Are you with me? Can you imagine that so far? Great, stay with me.
Now let’s imagine that the opening of the jar is facing left, away from the window. I fill the jar with ten bees and ten flies. What do you think happens next?
What happens is that after about 10 or 30 seconds, all the flies have flown out of the jar and the bees are all stuck at the bottom of the jar. Why do you think that is?
It’s because the bees retain knowledge. Their knowledge is based on past experience, and they know that where the source of light is, is usually the way out. The bottom of the jar was facing the sunny window, so that’s where the bees went.

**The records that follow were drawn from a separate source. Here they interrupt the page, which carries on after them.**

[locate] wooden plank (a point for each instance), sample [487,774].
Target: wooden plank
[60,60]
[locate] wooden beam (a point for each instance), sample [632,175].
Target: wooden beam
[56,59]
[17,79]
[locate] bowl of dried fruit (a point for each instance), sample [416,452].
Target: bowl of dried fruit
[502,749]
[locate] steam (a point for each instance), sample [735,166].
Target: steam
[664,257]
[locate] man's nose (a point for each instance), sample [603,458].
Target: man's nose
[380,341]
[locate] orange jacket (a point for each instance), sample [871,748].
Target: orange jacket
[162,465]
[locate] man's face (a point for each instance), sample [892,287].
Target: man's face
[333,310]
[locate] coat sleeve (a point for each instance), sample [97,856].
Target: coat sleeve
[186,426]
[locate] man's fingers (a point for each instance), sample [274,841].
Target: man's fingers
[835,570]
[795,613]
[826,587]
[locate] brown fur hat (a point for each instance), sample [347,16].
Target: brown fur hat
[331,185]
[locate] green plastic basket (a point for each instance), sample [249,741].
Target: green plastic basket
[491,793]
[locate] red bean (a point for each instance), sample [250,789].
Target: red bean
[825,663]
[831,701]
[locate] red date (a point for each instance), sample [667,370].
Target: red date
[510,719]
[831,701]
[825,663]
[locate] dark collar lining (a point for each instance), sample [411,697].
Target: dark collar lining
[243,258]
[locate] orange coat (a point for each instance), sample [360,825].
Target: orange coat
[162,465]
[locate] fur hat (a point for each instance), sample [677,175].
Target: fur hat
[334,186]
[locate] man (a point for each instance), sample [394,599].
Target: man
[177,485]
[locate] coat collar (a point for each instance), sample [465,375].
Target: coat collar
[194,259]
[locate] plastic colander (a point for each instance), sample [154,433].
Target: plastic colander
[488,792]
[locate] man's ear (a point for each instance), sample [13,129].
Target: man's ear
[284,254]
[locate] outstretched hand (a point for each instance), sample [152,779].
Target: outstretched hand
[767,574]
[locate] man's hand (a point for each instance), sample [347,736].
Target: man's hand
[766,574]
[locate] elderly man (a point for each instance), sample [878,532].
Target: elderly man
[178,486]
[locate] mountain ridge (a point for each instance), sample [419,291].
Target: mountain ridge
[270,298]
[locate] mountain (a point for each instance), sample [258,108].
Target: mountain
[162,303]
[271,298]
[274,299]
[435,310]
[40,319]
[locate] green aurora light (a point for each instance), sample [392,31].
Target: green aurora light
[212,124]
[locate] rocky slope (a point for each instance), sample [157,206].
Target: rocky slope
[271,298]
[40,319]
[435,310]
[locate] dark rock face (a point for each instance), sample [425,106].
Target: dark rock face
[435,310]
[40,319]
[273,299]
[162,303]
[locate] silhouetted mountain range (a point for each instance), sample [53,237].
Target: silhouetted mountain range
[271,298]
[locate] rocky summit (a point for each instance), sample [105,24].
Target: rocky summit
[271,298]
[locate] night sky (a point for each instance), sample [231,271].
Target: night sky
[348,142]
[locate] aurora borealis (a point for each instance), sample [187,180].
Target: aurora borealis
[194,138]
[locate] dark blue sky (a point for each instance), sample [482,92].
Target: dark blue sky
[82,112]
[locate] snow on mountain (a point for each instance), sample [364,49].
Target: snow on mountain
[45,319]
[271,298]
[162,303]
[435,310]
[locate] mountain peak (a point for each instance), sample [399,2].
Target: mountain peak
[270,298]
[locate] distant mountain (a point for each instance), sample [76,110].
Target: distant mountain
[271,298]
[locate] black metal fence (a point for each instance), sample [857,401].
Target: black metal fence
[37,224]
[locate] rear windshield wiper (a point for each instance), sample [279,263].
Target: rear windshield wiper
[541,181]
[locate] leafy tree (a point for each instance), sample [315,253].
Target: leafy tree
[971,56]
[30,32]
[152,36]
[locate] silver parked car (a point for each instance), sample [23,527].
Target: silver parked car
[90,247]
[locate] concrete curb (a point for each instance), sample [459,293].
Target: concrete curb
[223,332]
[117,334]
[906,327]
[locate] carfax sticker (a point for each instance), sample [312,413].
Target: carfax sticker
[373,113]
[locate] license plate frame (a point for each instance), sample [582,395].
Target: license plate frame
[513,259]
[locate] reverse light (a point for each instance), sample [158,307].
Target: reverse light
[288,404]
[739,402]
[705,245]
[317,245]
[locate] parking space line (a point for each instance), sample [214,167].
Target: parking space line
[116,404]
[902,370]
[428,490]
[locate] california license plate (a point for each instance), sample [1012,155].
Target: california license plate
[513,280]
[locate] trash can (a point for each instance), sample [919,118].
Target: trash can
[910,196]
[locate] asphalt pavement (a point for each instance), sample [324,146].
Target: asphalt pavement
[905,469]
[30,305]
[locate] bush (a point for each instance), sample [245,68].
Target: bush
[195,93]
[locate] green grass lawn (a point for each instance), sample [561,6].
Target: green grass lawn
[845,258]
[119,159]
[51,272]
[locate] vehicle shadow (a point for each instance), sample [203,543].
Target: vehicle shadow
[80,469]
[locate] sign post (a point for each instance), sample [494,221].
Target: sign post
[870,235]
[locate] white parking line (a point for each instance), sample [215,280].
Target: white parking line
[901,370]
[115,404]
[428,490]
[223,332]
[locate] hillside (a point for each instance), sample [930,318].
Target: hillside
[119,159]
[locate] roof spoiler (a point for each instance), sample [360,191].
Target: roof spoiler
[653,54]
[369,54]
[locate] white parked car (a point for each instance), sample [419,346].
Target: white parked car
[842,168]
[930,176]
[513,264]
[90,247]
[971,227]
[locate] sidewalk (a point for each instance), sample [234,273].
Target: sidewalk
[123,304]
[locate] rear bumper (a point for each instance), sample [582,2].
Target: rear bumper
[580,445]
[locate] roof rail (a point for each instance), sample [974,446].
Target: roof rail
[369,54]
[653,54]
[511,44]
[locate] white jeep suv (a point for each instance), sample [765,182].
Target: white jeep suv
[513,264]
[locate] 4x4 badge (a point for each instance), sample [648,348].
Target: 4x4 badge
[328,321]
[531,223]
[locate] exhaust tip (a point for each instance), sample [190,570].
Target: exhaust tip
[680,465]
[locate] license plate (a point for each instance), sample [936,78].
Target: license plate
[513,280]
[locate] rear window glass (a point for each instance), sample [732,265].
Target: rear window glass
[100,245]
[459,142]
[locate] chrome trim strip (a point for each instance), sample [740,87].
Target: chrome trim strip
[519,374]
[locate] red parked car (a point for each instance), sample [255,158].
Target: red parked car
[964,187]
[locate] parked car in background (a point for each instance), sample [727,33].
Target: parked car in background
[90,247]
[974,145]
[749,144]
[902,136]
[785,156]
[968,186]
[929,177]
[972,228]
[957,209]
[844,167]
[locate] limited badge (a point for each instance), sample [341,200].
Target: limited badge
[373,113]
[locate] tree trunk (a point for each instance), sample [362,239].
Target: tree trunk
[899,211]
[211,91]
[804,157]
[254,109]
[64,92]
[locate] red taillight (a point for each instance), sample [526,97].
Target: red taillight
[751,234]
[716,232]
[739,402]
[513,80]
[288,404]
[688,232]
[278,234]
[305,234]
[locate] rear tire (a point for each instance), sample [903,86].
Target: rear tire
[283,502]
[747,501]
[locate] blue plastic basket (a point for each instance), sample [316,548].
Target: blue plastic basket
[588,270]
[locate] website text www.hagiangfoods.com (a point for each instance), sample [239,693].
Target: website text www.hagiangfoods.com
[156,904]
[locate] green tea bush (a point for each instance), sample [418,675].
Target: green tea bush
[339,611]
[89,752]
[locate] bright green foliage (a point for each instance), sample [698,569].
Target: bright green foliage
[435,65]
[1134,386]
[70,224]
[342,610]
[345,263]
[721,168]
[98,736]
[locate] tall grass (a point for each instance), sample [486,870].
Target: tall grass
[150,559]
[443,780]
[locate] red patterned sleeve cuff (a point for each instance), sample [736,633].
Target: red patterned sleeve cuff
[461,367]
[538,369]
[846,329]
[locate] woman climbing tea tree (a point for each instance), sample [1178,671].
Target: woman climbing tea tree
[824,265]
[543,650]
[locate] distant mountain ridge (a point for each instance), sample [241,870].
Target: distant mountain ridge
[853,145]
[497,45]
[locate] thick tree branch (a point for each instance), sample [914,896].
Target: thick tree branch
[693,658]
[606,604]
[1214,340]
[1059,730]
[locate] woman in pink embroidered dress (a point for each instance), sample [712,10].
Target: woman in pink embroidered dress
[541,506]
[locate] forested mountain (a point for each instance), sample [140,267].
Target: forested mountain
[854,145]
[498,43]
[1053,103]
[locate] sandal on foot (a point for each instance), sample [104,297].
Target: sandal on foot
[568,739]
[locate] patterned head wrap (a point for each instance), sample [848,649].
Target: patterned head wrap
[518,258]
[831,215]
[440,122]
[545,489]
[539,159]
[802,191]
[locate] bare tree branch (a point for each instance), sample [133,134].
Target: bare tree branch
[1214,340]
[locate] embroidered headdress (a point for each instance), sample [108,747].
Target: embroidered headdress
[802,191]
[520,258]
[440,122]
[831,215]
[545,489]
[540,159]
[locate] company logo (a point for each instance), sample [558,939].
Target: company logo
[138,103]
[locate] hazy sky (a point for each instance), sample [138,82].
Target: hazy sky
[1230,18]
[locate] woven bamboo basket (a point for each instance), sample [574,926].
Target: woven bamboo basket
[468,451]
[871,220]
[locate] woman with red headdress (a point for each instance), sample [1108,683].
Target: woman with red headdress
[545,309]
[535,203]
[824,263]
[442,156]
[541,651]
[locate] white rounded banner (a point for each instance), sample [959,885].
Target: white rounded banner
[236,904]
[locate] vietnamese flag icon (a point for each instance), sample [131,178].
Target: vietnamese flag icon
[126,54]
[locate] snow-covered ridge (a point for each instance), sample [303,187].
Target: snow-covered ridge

The flies on the other hand, have nothing but an attitude. They will fly in every direction they can, and they will hit their wings as many times as necessary until they find a way out.
Don’t Be a Bee with Your Creativity!
I share this story, because as adults we have a tendency to be like the bees. The more knowledge we have, the more we think we know the answer. We lose the willingness to experiment with different options, we avoid hitting our wings, and we are prone to getting stuck in old knowledge.
This is why the formula for creativity is so great. It reminds us that a balance of knowledge, imagination, and evaluation with an attitude and willingness to fail and try new things are what you need to develop your creativity. Let’s also remember that creativity doesn’t just lead to new fancy products; it also leads to the creation of new knowledge, which is important to move us forward in the important journey of creating a better world for everyone.